第5章 新たな仲間
「…あまり無理はするなよ。何せあんな大きな怪我だったからな。そう言いながらも役目はいくらでも出てくるのが申し訳ないところだが…」
この孟の地は別段大きくもないし、荒れてもいない。王子が執務の傍ら治世を学ぶためにあてがわれた、比較的豊かで治めやすい土地だ。しかし、本格的にここに腰を据え敵の襲撃にも耐えうるようになるにはかなりの人手が必要である。
(一刻も早く治らないと…)
ハヨンは焦燥にかられる。握りしめた拳は少し汗ばんでいた。
「そしてあなたが青龍のムニル殿か」
史実でも王と四獣は友人の関係だ。王族のみが四獣と対等でいられる。
ムニルは顔をしかめ、肩をすくめる。王族にこのような態度を示すものはなかなかいないので、ハヨンたちには物珍しかった。
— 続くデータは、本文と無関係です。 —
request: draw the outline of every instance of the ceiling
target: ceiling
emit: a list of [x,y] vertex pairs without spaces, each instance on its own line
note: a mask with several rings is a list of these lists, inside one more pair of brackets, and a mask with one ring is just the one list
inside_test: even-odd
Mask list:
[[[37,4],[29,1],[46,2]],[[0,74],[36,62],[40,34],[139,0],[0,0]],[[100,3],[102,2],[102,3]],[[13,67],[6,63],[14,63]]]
「そうよ。私が青龍のムニル。その殿ってやつやめてくれない?堅苦しくってしょうがないわ」
心底鬱陶しいとでも言いたげな態度で、ハヨンの周りにいるものは冷や汗をかいている。不遜だと叫びたいのか、激したように顔の赤い者もいた。
しかし相手は青龍。見た目が人間とは言え、自分の主人と同じ目上の者。彼は何とかその衝動を押さえ込んだようだった。
「私達を助けてくれてありがとう。しかし、申し訳ないが、ムニルをもてなせるような余裕が私達には全くないのだ。十分なもてなしが出来ないこと、礼を出来ないことを許してほしい。」
リョンヘはそう頭を下げた。
「いいのよ。私はただの気まぐれで助けたのだし、あなたたち王族の争いも興味がない。ただ単に理不尽に追い出されそうになってたからむしゃくしゃして間に入っただけよ。だから私にはそんな筋合いはないわ。」
とリョンヘの言葉に対して返ってきた言葉は予想だにしていないものだった。